In terms of value for money, it doesn’t get a whole lot better than getting two games for the price of one, especially if the price point is already at the lowest end of what you can find in the PlayStation Store. Space Elite Force 1 and 2 just launched for PlayStation and Xbox through QUByte Interactive, after earlier launches on Steam.

space elite force

Developed by Moraes Studio, both games are fairly generic horizontally-scrolling arcade shoot ’em ups, though they have a few tricks up their sleeve to make them stand out from the populated pack. Sure, you’ve got your typical 1990s-era visuals here, and a primary fire button as well as a special fire mode that launches stronger weapons, but the ability to briefly slow down time to get a couple of good hits in or get out of trouble is a rather novel one.
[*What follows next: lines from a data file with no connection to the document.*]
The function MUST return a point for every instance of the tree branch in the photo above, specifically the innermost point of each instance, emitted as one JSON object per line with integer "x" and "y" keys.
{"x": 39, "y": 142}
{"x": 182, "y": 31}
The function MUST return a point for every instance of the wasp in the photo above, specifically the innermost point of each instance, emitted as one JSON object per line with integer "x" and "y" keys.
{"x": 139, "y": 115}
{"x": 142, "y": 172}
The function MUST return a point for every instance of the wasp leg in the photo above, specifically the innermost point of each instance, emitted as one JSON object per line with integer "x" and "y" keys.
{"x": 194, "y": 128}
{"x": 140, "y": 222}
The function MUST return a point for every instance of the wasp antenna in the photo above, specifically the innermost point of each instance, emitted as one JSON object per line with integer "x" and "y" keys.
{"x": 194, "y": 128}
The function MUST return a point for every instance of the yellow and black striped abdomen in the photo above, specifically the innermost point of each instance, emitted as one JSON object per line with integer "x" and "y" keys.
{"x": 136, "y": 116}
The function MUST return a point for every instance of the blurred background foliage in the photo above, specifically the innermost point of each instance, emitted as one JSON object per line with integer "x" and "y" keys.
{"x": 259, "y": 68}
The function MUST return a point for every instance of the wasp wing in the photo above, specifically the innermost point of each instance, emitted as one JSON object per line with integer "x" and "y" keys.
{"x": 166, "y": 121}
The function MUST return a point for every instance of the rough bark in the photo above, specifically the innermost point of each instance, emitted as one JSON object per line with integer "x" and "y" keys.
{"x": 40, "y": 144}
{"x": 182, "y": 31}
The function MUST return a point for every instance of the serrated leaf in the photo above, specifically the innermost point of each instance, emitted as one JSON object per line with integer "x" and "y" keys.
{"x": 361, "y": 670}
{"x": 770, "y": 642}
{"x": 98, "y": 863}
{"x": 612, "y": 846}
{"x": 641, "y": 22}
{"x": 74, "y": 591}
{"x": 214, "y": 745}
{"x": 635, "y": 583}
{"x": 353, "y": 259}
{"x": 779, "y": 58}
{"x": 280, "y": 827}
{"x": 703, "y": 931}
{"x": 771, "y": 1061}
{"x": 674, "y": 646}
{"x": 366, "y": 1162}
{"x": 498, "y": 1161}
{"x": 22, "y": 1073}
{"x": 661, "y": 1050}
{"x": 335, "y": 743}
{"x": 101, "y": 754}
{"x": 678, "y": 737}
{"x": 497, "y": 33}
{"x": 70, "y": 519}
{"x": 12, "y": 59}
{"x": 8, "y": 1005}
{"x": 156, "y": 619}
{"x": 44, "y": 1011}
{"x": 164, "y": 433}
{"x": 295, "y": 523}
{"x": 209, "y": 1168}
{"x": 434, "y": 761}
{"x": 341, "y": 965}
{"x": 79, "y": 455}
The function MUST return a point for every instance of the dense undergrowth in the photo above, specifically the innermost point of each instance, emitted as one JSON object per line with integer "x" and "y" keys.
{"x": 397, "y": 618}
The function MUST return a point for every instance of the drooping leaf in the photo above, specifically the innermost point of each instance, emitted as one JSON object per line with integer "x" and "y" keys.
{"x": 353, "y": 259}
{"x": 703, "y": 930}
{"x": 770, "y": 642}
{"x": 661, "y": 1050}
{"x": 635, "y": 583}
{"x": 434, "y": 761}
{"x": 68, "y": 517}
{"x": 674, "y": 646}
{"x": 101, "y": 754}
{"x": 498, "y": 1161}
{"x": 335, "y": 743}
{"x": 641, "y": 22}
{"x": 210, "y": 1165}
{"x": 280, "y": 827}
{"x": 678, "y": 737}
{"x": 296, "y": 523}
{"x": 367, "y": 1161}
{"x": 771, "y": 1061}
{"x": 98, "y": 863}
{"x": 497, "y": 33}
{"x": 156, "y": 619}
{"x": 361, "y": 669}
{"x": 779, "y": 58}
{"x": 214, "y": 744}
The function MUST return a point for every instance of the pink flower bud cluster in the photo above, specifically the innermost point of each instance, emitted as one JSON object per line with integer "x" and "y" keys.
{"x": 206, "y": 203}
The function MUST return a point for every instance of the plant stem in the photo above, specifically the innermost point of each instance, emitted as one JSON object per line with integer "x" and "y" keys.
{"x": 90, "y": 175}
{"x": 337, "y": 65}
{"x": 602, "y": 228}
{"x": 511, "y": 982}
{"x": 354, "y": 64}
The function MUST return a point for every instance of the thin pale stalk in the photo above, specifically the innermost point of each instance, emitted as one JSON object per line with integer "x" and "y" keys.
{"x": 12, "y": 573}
Facing off against bosses and collecting coins to power up your ship and/or weapons isn’t exactly original though, but you get plenty of options to boost your number of shots, give your missile a homing upgrade and make your primary gun more powerful. If you feel like surviving a bit longer, you can also opt to upgrade your ship instead, boosting your primary stats or enhancing your abilities to gather coins. There’s lots to upgrade, and you’ll even get a couple of trophies for doing so.

space elite force 2

Space Elite II feels like a true sequel in that it offers minor improvements in a number of areas, while giving players a very familiar feeling. You’ll see better graphics here and more levels/content, though it’s still not an especially long game and there are far better looking shooters out there. These games feel like nice introductions to the genre though, as they can both be completed rather quickly on account of some overpowered weapons once you start applying those upgrades. So if R-Type feels too challenging, give this one a go.

Drizzlepath: Deja Vu

Drizzlepath: Deja Vu is the second Tonguç Bodur title we’re checking out in a matter of weeks, after Lucid Cycle. As with that game, this one’s been brought to consoles by Eastasiasoft as well, and bears quite a few similarities to Bodur’s other work.

This is a walking simulator that doesn’t lean on a lot of traditional gameplay elements, but instead tells a story as you traverse its environments. As with Lucid Cycle, the landscapes in Drizzlepath: Deja Vu are wondrous and diverse, with strong fantasy influences. The story is a bit easier to follow this time around, though Bodur’s work does seem like it leans into the abstract and philosophical rather than delivering a clean linear narrative.


This is made clear by the fact that you don’t even find out anything about your own character, who is a blank slate just moving through a world that wants to tell its story. It unfolds over the course of an hour or so, and if you want to you can even put it in a demo mode of sorts where it’ll play itself and you just take in the narrative. For some, it’ll be extra interesting that you can even earn the game’s trophies this way.

Besides the writing – which due to its abstract nature is not going to appeal to everyone, an important element of a game like this is the audiovisual presentation. Here, Tonguç Bodur impresses us yet again with an intriguing game world that feels grounded in reality yet offers dreamlike/fantasy perspectives on it with its architecture and use of color. If you enjoy the more artistic take on the walking sim genre, Drizzlepath: Deja Vu might be right up your alley.